The subject of 'Town Hall Tax Dodging', (a phrase coined by the Rt Hon Eric Pickles MP, Secretary of State for Communities and Local Government), is one of enormous interest to the Barnet bloggers, and we applaud the attention paid to this issue by the parliamentary Public Accounts Committee (chaired by the Rt Hon Margaret Hodge MP) which took place on Monday 16 July 2012.
This investigation of the issue of tax avoidance by individuals in publicly funded posts came about following the disclosure by Westminster journalist David Hencke, that Ed Lester, the head of the Student Loan Company, was being paid through a service company, and that there are similar arrangements on a very significant scale throughout the civil service and the wider public sector.
One witness before the committee was Carolyn Downs, the Chief Executive of the Local Government Association (LGA). She stated that the LGA had found only 13 examples of off -payroll public sector pay.
We know that this national figure of 13 is an understatement since the draft (i.e. unaudited) Annual Accounts of Barnet Council for the year ending March 2012 show that there are 14 such arrangements recorded as having been in place during the year for senior officers.
Far from being a practice that is diminishing it is noted that in the previous year's accounts there were only 8 such arrangements.
The evidence to the committee was that these arrangements were used in the short-term. We can show that this is not true and that, on the contrary, these arrangements are used routinely for long term appointments.
In Barnet, one ‘interim’ post paid through a private company has lasted for more than three years. An appointment lasting over 3 years cannot be described as short-term. In addition, a Freedom of Information request has revealed that there have been no efforts to replace this individual with a permanent staff member.
Evidence to the committee also suggested that, there was virtually no difference between the tax paid under PAYE or via a service company. That is to ignore two factors. If a service company is used certain expenses, such as travelling, can be reclaimed whereas an employee does not get tax relief for home to work travel costs. In addition, service companies are able to pay out their profits as dividends and National Insurance Contributions are not paid on those.

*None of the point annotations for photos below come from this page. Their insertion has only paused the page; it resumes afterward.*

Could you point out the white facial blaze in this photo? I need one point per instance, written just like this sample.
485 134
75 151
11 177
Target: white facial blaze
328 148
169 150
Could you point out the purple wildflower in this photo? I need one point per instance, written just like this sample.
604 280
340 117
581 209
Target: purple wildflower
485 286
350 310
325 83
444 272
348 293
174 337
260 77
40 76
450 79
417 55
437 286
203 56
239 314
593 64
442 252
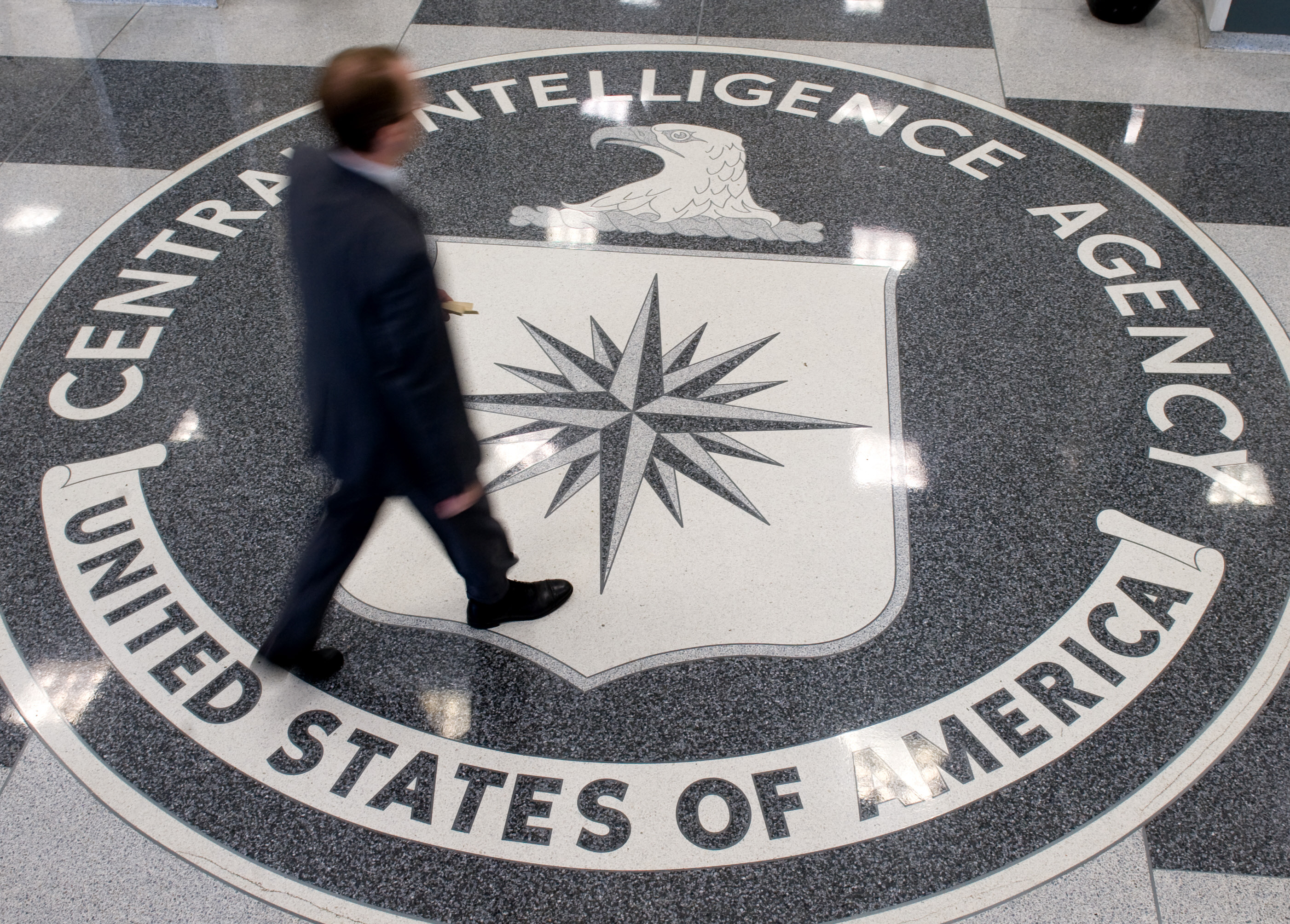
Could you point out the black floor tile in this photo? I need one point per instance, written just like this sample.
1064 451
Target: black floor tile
1238 817
1217 166
661 17
29 89
964 23
159 114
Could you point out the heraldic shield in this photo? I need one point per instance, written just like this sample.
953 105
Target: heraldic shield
737 416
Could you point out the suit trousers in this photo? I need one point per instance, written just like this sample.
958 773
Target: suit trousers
475 543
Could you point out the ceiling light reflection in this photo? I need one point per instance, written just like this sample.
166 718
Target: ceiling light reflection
566 235
187 429
449 713
30 220
1252 478
70 686
883 246
876 462
607 109
1136 118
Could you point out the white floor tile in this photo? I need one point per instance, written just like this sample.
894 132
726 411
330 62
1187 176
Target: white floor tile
969 70
1056 53
1263 252
10 313
57 29
1112 888
431 46
46 211
1213 897
65 857
261 31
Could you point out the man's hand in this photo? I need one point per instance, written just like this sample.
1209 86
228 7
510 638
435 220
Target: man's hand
447 510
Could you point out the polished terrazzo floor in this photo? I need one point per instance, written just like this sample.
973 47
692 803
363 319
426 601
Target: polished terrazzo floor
929 581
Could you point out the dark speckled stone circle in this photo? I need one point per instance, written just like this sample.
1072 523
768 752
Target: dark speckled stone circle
1084 548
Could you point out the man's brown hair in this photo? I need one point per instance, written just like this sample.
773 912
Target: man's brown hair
360 95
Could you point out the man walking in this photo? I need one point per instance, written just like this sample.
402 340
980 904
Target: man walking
385 402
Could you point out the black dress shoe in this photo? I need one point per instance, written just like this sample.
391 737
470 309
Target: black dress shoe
523 602
314 666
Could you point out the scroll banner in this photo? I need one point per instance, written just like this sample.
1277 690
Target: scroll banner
204 678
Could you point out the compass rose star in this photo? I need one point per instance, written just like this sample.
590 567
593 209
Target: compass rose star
635 415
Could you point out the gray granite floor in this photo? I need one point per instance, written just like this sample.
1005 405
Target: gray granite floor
65 856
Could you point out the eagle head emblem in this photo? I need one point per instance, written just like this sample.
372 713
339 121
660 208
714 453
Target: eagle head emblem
702 190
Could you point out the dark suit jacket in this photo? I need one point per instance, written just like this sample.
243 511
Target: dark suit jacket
381 381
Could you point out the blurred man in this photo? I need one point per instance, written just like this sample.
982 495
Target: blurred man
383 397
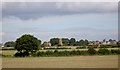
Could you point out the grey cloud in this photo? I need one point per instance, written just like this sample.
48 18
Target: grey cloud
34 10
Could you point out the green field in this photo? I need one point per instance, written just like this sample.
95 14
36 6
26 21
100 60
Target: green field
12 52
109 61
96 61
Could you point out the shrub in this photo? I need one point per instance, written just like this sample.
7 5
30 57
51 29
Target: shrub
41 53
103 51
56 51
115 51
49 52
91 51
19 54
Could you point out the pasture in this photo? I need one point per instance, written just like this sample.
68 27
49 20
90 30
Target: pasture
12 52
108 61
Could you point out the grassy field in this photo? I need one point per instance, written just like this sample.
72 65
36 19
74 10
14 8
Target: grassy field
109 61
12 52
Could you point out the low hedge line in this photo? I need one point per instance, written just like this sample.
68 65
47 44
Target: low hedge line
90 51
56 48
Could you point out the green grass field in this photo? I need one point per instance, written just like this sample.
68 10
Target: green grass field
109 61
12 52
97 61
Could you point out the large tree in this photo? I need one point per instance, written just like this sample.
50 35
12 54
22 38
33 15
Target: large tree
65 41
27 43
9 44
54 41
72 42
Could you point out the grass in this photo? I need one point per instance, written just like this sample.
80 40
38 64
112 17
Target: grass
109 61
12 52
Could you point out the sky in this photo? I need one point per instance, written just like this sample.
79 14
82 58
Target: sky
45 20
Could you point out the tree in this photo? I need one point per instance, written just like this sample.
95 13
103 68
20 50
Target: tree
81 43
54 41
91 51
9 44
72 41
104 40
65 41
86 42
27 43
39 41
110 40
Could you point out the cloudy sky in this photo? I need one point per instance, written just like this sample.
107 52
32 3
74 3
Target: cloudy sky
45 20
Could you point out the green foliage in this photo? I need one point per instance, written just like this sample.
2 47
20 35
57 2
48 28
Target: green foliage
27 43
72 42
65 41
54 41
41 53
49 52
103 51
9 44
115 51
81 47
91 51
57 48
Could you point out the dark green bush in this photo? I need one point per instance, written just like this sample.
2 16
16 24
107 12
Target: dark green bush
49 52
19 54
83 47
115 51
56 51
41 53
103 51
91 51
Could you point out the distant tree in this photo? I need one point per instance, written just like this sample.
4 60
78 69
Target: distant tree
65 41
72 42
86 42
91 51
54 41
9 44
110 40
104 40
0 45
39 41
81 43
27 43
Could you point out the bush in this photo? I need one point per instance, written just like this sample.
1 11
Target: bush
103 51
19 54
41 53
91 51
49 53
56 51
115 51
83 47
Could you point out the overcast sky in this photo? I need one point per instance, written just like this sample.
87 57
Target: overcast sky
45 20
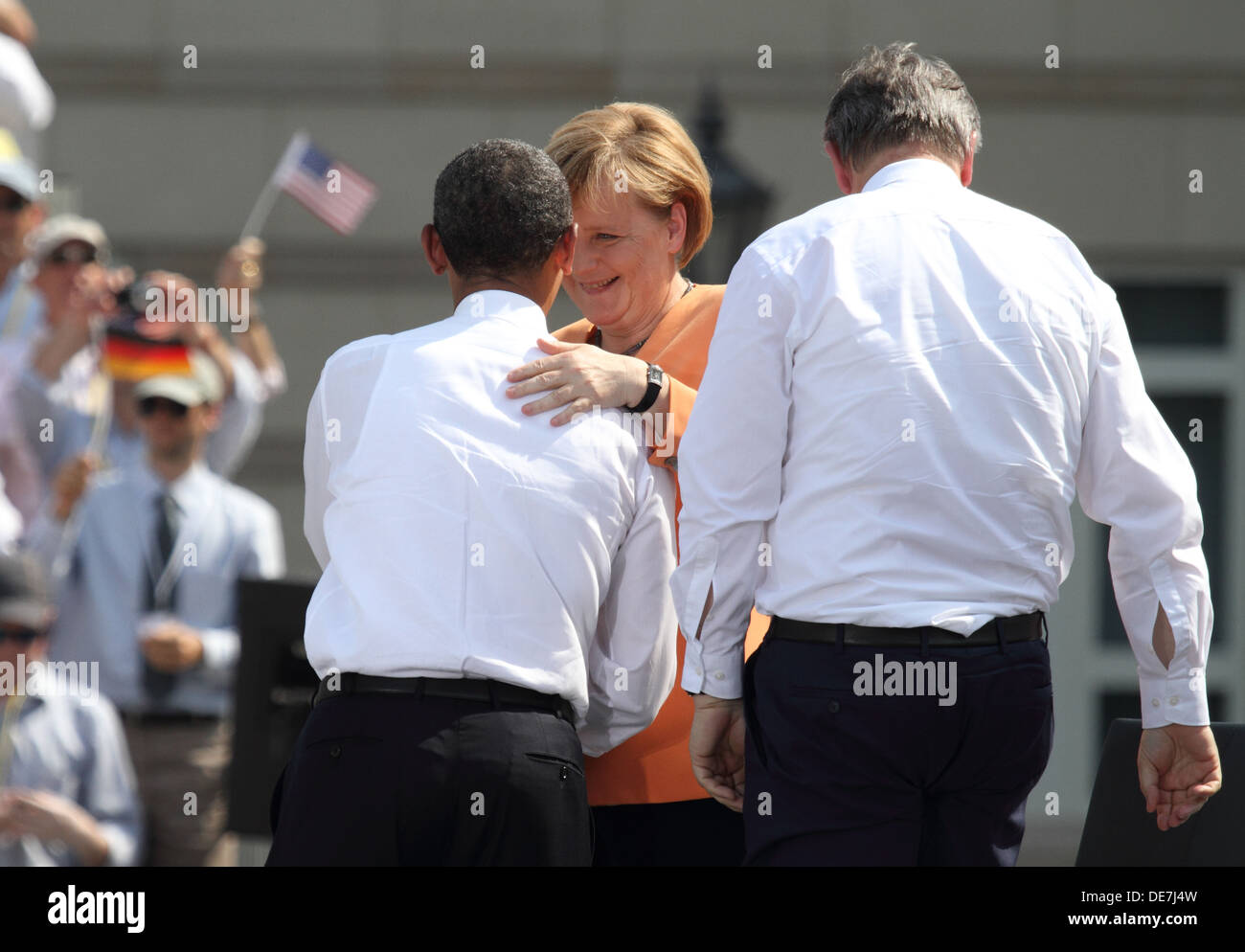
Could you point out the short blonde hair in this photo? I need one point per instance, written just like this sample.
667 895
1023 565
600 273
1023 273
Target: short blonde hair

The overall contribution to the Exchequer will be less if a service company is employed.
We look forward to the day when Barnet Council ensures that all its officers (employees) are treated equally and that all those people who receive their pay from the public purse recognise what Mrs Hodge referred to as a ‘moral duty’ to make their fair contribution to the taxes which contribute to the good of society.
We call on Nick Walkley, the Chief Executive of Barnet Council, to negotiate the return to the payroll of the officers concerned as this will reduce the penalties that will have to be paid as a consequence of the inevitable HM Revenue & Customs PAYE compliance visit.
We also look forward to following the evolution of this story in front of the Public Accounts Committee once the summer recess is over.